I've been learning Ninject and came up with the following example, the example goes through the manual way of doing DI and the Ninject way of doing DI:

class Program
{
    static void Main(string[] args)
    {
        NinjectWay();
        ManualWay();
        Console.ReadKey();
    }

    private static void ManualWay()
    {
        Console.WriteLine("ManualWay***********************");
        IWeapon sword = new Sword();
        Samurai samurai = new Samurai(sword);

        Console.WriteLine(samurai.Attack("ManualWay..."));

        // change weapon
        IWeapon dagger = new Dagger();
        samurai.Weapon = dagger;

        Console.WriteLine(samurai.Attack("ManualWay..."));

        IWeapon weapon = new Shuriken();
        IWarrior ninja = new Ninja(weapon);
        Console.WriteLine("Manual way.. inject shuriken when a ninja. " + ninja.Weapon.Name);

        IWarrior ninja2 = new Ninja(weapon);
    }

    private static void NinjectWay()
    {
        Console.WriteLine("NinjectWay***********************");
        IKernel kernel = new StandardKernel();
        kernel.Bind<IWeapon>().To<Sword>();
        var samurai = kernel.Get<Samurai>();

        Console.WriteLine(samurai.Attack("NinjectWay..."));

        kernel.Rebind<IWeapon>().To<Dagger>();
        samurai = kernel.Get<Samurai>();

        Console.WriteLine(samurai.Attack("NinjectWay..."));

        kernel.Bind<IWeapon>().To<Shuriken>().WhenInjectedInto<Ninja>();
        var ninja = kernel.Get<Ninja>();
        ninja.OffHandWeapon = new ShortSword();

        Console.WriteLine("Conditional Injection..."+ninja.Weapon.Name);
        Console.WriteLine("Conditional Injection: OffhandWeapon = " + ninja.OffHandWeapon.Name);

        var ninja2 = kernel.Get<Ninja>();
        Console.WriteLine("Conditional Injection..." + ninja2.Weapon.Name);
        Console.WriteLine("Conditional Injection: OffhandWeapon = " + ninja2.OffHandWeapon.Name);

        Console.WriteLine("");
    }
}

I hear the benefits happen when the scale of the project increases but I'm not seeing it.

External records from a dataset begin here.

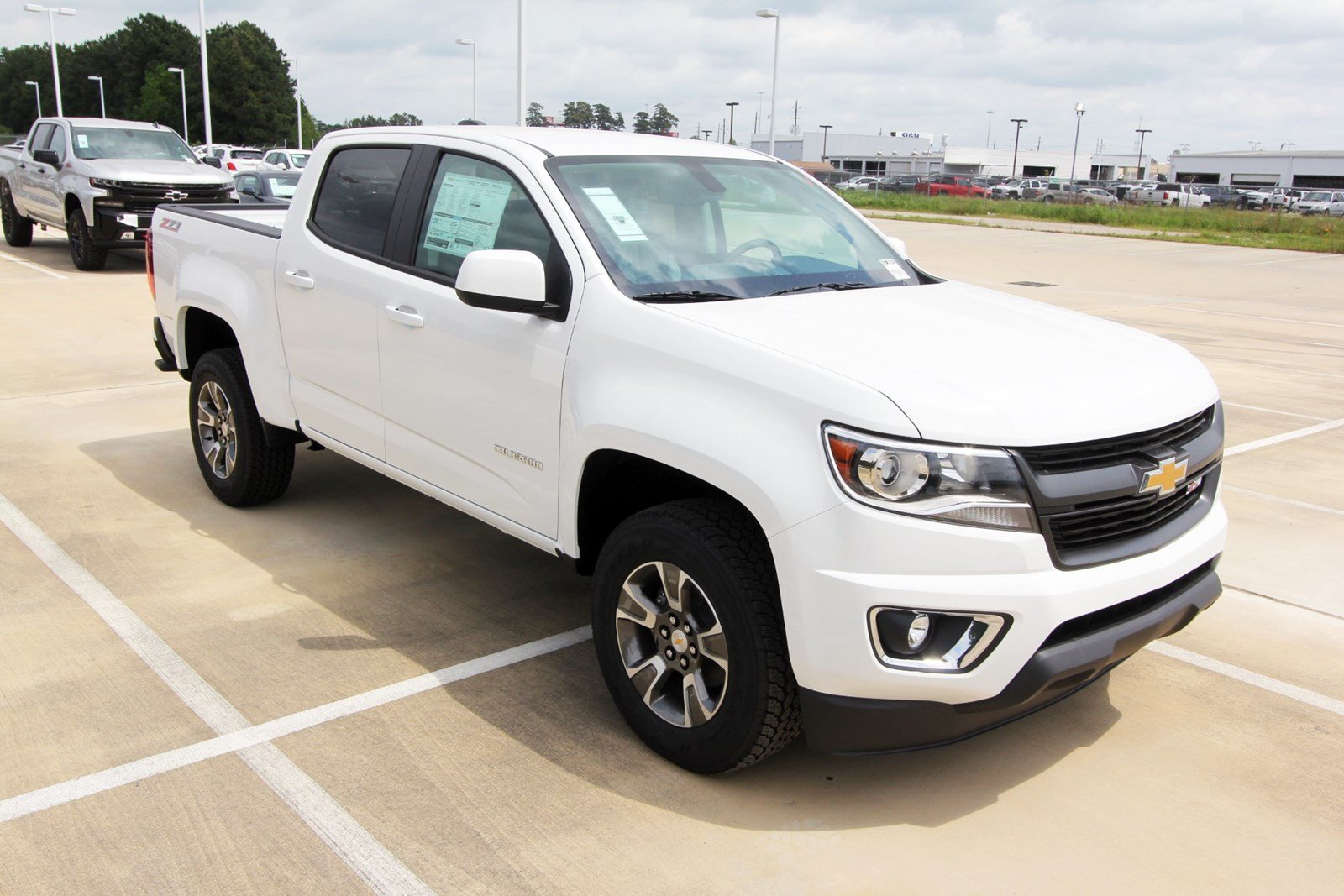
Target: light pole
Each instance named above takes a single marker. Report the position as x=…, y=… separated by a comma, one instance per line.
x=1015, y=139
x=522, y=63
x=774, y=76
x=205, y=76
x=51, y=29
x=37, y=93
x=1079, y=109
x=1142, y=132
x=470, y=42
x=181, y=76
x=102, y=102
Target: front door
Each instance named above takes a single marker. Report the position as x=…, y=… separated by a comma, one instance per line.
x=331, y=281
x=472, y=396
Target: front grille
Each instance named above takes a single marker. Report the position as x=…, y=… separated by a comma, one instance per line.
x=144, y=197
x=1109, y=521
x=1115, y=614
x=1099, y=453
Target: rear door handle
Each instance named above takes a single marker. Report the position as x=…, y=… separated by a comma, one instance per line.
x=299, y=278
x=403, y=315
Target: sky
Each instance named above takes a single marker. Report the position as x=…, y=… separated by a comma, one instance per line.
x=1205, y=76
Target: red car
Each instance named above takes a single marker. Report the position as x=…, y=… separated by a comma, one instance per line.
x=952, y=186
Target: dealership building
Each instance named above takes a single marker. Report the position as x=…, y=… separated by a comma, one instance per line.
x=1308, y=170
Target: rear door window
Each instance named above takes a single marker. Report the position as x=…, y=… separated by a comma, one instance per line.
x=355, y=199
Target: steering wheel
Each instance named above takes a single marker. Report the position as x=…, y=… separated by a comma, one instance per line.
x=776, y=255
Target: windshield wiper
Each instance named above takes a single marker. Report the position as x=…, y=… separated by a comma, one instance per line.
x=683, y=296
x=806, y=286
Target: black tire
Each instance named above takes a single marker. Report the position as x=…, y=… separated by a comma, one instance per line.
x=257, y=473
x=723, y=551
x=82, y=251
x=18, y=230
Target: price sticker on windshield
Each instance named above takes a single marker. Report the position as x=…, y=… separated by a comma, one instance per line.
x=617, y=217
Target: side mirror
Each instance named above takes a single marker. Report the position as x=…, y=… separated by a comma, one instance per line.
x=503, y=280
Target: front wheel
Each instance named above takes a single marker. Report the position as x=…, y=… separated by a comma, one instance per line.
x=237, y=463
x=689, y=636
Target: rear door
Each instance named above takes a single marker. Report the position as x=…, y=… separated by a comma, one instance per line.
x=472, y=396
x=331, y=284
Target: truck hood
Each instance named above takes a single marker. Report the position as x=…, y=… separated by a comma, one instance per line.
x=974, y=365
x=154, y=170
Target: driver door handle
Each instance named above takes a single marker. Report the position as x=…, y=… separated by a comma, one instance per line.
x=299, y=278
x=403, y=315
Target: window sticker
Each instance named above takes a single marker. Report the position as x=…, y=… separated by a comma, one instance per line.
x=617, y=217
x=894, y=268
x=467, y=214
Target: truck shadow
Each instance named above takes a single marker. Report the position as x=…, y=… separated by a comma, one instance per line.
x=438, y=587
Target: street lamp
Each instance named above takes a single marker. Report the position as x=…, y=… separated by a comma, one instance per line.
x=1142, y=132
x=181, y=76
x=51, y=27
x=774, y=76
x=102, y=102
x=470, y=42
x=1079, y=109
x=37, y=93
x=205, y=76
x=1015, y=139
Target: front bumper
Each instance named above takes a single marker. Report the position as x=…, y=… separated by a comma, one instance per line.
x=1059, y=668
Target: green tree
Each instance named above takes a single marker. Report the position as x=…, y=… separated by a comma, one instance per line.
x=605, y=120
x=578, y=114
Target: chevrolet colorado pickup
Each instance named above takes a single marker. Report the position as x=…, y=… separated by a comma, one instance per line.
x=819, y=488
x=100, y=181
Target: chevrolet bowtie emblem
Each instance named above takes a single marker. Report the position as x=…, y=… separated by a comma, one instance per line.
x=1164, y=479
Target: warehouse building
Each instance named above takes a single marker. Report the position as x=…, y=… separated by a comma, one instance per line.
x=1308, y=170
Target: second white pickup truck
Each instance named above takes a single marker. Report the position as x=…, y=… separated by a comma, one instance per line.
x=819, y=488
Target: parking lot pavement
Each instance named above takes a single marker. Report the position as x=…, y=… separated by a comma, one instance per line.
x=198, y=699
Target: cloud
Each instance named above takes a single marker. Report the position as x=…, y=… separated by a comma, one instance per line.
x=1209, y=73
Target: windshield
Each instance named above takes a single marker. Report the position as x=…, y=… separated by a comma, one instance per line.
x=282, y=186
x=667, y=228
x=129, y=143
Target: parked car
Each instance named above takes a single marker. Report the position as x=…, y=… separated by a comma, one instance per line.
x=1173, y=194
x=1321, y=202
x=286, y=160
x=98, y=181
x=265, y=186
x=858, y=183
x=952, y=186
x=839, y=542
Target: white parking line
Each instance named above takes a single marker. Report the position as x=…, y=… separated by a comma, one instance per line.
x=268, y=731
x=1283, y=437
x=1278, y=500
x=367, y=857
x=1247, y=676
x=31, y=266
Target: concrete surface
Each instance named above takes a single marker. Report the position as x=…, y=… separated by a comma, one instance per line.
x=1163, y=778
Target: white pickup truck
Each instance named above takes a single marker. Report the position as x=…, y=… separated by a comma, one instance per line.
x=819, y=488
x=100, y=181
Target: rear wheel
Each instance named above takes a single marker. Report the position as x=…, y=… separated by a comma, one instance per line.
x=237, y=463
x=82, y=251
x=18, y=230
x=689, y=636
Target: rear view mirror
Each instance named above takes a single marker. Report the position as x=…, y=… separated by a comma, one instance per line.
x=503, y=280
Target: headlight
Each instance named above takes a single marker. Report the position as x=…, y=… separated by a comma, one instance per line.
x=954, y=484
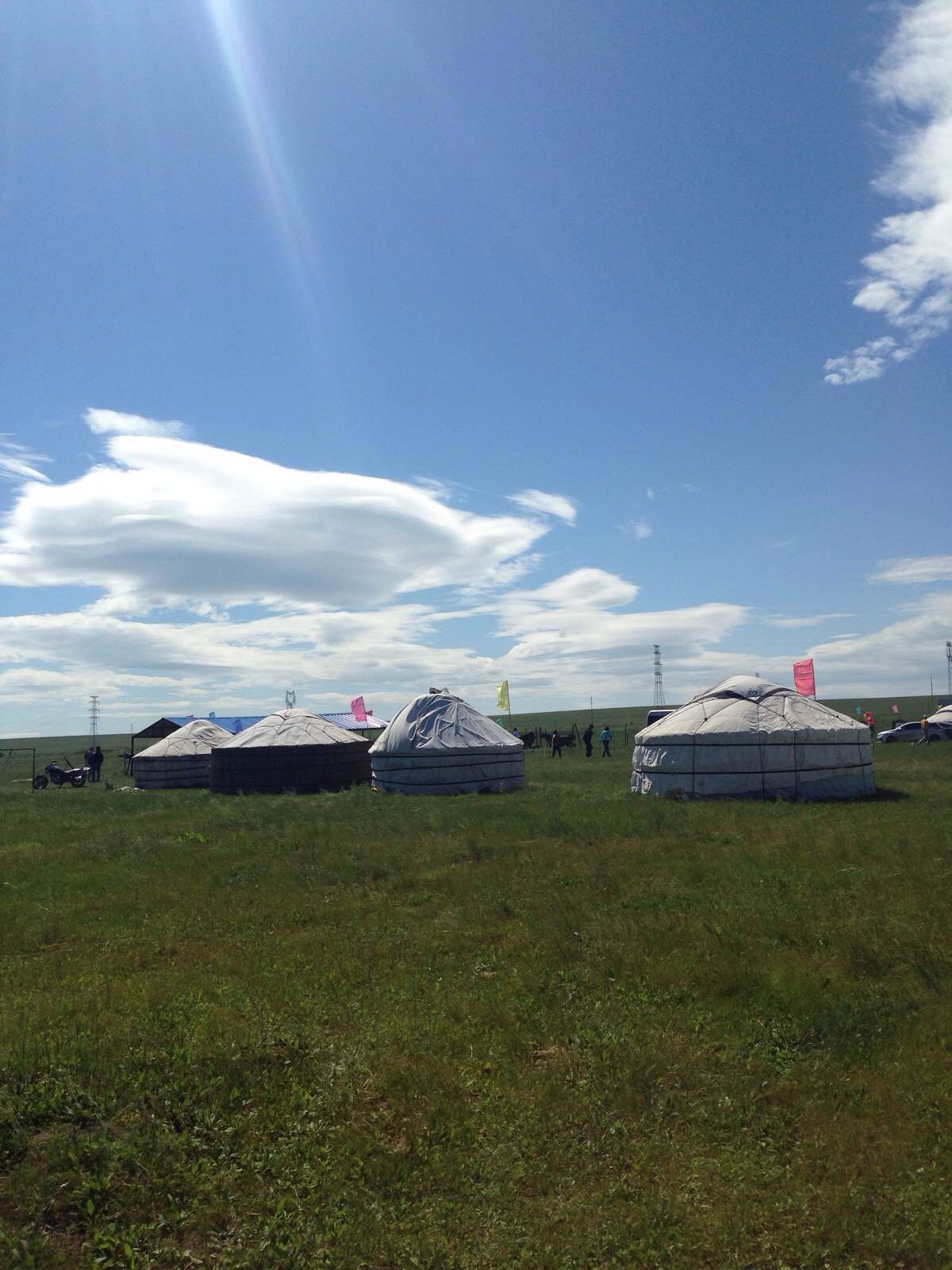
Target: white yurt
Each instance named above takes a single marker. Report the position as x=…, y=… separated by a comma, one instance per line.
x=291, y=751
x=750, y=738
x=440, y=745
x=181, y=761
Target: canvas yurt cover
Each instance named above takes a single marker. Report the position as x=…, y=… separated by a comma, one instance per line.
x=749, y=738
x=181, y=761
x=291, y=751
x=440, y=745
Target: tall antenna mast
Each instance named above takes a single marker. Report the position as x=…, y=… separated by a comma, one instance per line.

Help me understand this better. Provide more examples in C#/Ninject and help me understand where the benefits really become apparent.

like image 649
Seth Avatar asked Apr 06 '11 12:04

Seth


1 Answers

Unlike the other answers suggest Ninject isn't mainly about making your code more testable. It's Dependency Injection that makes your code more testable! Dependency Injection can be used without an IoC container by creating everything in facotries. But sure, beeing able to replace some parts easily for Integration Tests (don't use Ninject in unit tests) is a nice side effect.

IoC containers like Ninject are mainly about putting your classes together to a working software. In small projects this can easily be done using some factories. But as your application grows the factories get more and more complicated. Imagine an application that has various services some of them are reused others are newly created for every usage. Some of the services are also used by several components.

If you are using a IoC container you have to define exactly once how you get the service instance and what's its lifecycle. On the other hand in a factory you have to specify how you get the instance for every class that needs an instance (e.g. new MyServiceFactory().CreateInstance()). Furthermore, you have to control the lifecycle manually.

This means as the project grows the configuration of an IoC container grows linear together with the project size. But a factory on the other hand grows more exponentional like as there are services that are used throughout the application (e.g. user auth).

BTW: Your example isn't very good because Rebinding isn't a common action. Usually the configuration is done only once at application startup.